# Skeleton House



## Rubex (Sep 24, 2015)

This house sits hidden in trees on the outskirts of Norwich, and has apparently been abandoned for more than 25 years. Inside the property there is quite a lot of rabbit and cat skeletons lying around though I don't know how so many came to be here. 





























































Thanks for looking,

Rubex


----------



## Bones out (Sep 24, 2015)

Looks a bit expensive to heat in the winter, even before the widows were put in.


----------



## smiler (Sep 24, 2015)

Muppet found a farmhouse with cat and rabbit skeletons in it, it was being used by feral moggies as a den, he also found four kittens, my lovely Daughter ( His much better half) went back with him later and gathered up the spitting, hissing little bundles of claws to find them homes, those little anti social kittens are now bloody big lazy lovable cats.

Nicely Done again Rubex, I enjoyed it, Thanks


----------



## HughieD (Sep 24, 2015)

Why did you call it the skel....OK.I see why!
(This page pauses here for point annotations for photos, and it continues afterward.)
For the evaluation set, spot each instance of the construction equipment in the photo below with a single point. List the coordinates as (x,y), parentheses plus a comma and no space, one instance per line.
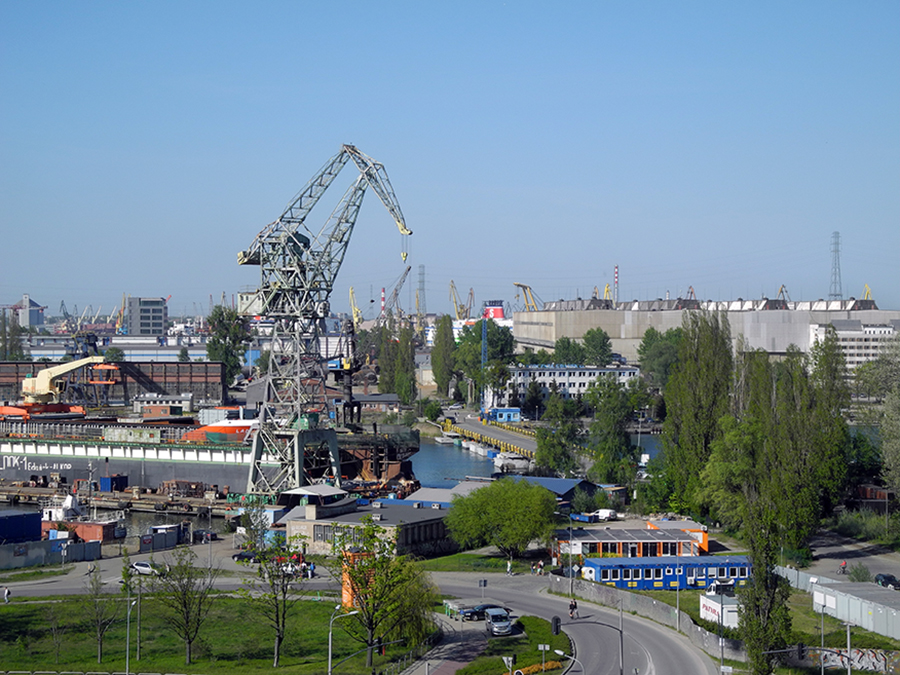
(298,268)
(462,311)
(392,305)
(529,297)
(356,313)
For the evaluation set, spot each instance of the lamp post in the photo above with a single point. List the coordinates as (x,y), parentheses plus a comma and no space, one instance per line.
(128,637)
(331,625)
(568,656)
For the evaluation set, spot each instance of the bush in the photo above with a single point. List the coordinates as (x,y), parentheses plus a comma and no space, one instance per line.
(433,410)
(859,573)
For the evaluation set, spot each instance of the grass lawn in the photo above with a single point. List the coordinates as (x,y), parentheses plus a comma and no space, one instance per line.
(33,573)
(233,640)
(535,631)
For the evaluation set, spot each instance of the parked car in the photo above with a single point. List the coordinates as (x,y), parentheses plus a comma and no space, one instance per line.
(497,621)
(148,569)
(476,613)
(888,581)
(245,556)
(204,536)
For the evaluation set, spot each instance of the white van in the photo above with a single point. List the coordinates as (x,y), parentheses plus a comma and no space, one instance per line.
(497,621)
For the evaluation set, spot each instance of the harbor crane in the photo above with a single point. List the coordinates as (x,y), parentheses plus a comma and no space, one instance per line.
(298,266)
(529,297)
(462,311)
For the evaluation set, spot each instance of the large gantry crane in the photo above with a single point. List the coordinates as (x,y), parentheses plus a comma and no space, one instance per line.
(298,268)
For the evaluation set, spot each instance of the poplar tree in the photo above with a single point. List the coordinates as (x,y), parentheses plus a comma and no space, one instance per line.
(442,360)
(697,396)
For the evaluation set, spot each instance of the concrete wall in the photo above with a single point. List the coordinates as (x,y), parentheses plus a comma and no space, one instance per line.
(771,330)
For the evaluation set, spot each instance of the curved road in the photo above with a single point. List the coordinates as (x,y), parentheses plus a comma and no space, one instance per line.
(648,647)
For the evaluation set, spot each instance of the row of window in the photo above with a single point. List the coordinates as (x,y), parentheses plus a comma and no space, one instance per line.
(648,573)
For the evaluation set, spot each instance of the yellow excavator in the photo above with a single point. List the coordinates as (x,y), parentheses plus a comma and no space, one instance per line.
(43,391)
Keep these little treasures coming Rubex.


----------



## TheNarrator (Sep 24, 2015)

HughieD said:


> Why did you call it the skel....OK.I see why! Keep these little treasures coming Rubex.
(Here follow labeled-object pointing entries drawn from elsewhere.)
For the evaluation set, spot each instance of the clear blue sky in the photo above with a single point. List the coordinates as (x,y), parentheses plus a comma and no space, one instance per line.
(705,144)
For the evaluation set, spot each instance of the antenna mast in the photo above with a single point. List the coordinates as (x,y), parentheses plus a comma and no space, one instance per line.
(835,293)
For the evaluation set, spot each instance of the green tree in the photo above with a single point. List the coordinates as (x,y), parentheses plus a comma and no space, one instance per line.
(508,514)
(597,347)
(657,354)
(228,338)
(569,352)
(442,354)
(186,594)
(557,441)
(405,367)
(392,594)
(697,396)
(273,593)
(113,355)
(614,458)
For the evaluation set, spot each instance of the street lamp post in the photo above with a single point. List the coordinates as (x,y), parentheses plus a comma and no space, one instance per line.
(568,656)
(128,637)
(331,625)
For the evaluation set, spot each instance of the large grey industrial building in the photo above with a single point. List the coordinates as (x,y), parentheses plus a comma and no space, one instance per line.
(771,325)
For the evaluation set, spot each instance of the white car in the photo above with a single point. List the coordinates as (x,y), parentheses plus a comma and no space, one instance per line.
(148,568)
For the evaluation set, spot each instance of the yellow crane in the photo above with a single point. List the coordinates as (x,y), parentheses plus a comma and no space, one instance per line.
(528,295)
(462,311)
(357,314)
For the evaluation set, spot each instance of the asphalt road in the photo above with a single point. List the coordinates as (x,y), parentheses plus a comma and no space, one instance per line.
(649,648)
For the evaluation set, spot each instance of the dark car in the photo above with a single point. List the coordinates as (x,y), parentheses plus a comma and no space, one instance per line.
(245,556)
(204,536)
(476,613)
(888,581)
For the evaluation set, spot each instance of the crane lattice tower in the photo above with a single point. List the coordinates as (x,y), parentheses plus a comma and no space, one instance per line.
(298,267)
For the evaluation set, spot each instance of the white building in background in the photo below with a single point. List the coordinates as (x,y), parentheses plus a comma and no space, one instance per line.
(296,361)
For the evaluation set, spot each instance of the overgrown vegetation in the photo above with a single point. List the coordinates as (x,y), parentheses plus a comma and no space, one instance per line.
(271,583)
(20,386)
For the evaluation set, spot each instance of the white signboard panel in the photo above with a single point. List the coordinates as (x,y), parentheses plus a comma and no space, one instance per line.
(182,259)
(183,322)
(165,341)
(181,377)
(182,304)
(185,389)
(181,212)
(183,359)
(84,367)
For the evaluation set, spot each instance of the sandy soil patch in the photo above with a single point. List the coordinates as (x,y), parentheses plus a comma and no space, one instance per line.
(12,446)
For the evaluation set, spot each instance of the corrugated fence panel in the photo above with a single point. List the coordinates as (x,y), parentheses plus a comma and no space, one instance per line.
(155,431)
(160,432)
I was expecting far worse to begin with!! I love how nature is reclaiming this place


----------



## UrbanX (Sep 25, 2015)

Fantastic stuff as usual! 
Thanks for sharing


----------



## buseng (Sep 25, 2015)

Like the GWR Star class painting.


----------



## Sam Haltin (Sep 25, 2015)

Nicely done, and I also like the GWR painting. I wonder if the person who lived in the house painted it? Hmmm.


----------



## jsp77 (Sep 26, 2015)

Nice work there as always Rubex, i do enjoy your posts


----------



## flyboys90 (Sep 26, 2015)

Ace pics and thanks for sharing.


----------



## J_a_t_33 (Oct 17, 2015)

Hmm that cat doesn't look very friendly.
Nice place, thanks


----------



## Turbotec (Oct 18, 2015)

smiler said:


> Muppet found a farmhouse with cat and rabbit skeletons in it, it was being used by feral moggies as a den, he also found four kittens, my lovely Daughter ( His much better half) went back with him later and gathered up the spitting, hissing little bundles of claws to find them homes, those little anti social kittens are now bloody big lazy lovable cats.
> 
> Nicely Done again Rubex, I enjoyed it, Thanks




Awww bless them


----------